David Maloney has been a journalist for more than 35 years and is currently the group editorial director for DC Velocity and Supply Chain Quarterly magazines. In this role, he is responsible for the editorial content of both brands of Agile Business Media. Dave joined DC Velocity in April of 2004. Prior to that, he was a senior editor for Modern Materials Handling magazine. Dave also has extensive experience as a broadcast journalist. Before writing for supply chain publications, he was a journalist, television producer and director in Pittsburgh. Dave combines a background of reporting on logistics with his video production experience to bring new opportunities to DC Velocity readers, including web videos highlighting top distribution and logistics facilities, webcasts and other cross-media projects. He continues to live and work in the Pittsburgh area.
When an electric lift truck's battery begins to lose its juice, DCs deal with it in one of two ways: They either remove the drained battery and replace it with a fresh one or they send the lift truck over to a high-voltage charger for a quick recharge while the battery remains in the truck. Whether a given DC chooses the traditional battery exchange method or the newer "fast charging" option depends on a number of factors, including the number of vehicles in service, time available for charging, size of the loads carried, and space available for power management.

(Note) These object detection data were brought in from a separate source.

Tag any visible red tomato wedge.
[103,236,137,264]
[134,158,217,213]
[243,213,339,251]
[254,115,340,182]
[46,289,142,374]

In the not-too-distant future, there may be a third choice. Looming on the horizon is yet another power technology. Hydrogen fuel cells, though still very much in their infancy, may someday find practical applications in warehouses. With fuel cells, there are no batteries to be charged; the fuel cells would simply be refilled with hydrogen, similar to fueling a car with gasoline. But that day still appears to be a ways off. Fuel cell developers have yet to produce fuel cells that provide enough power at a cost competitive with established systems.
Time for a change
How the future of power management shakes out is still an open question. But in the meantime, both vendors of battery changing systems and fast-charging systems continue to introduce new options.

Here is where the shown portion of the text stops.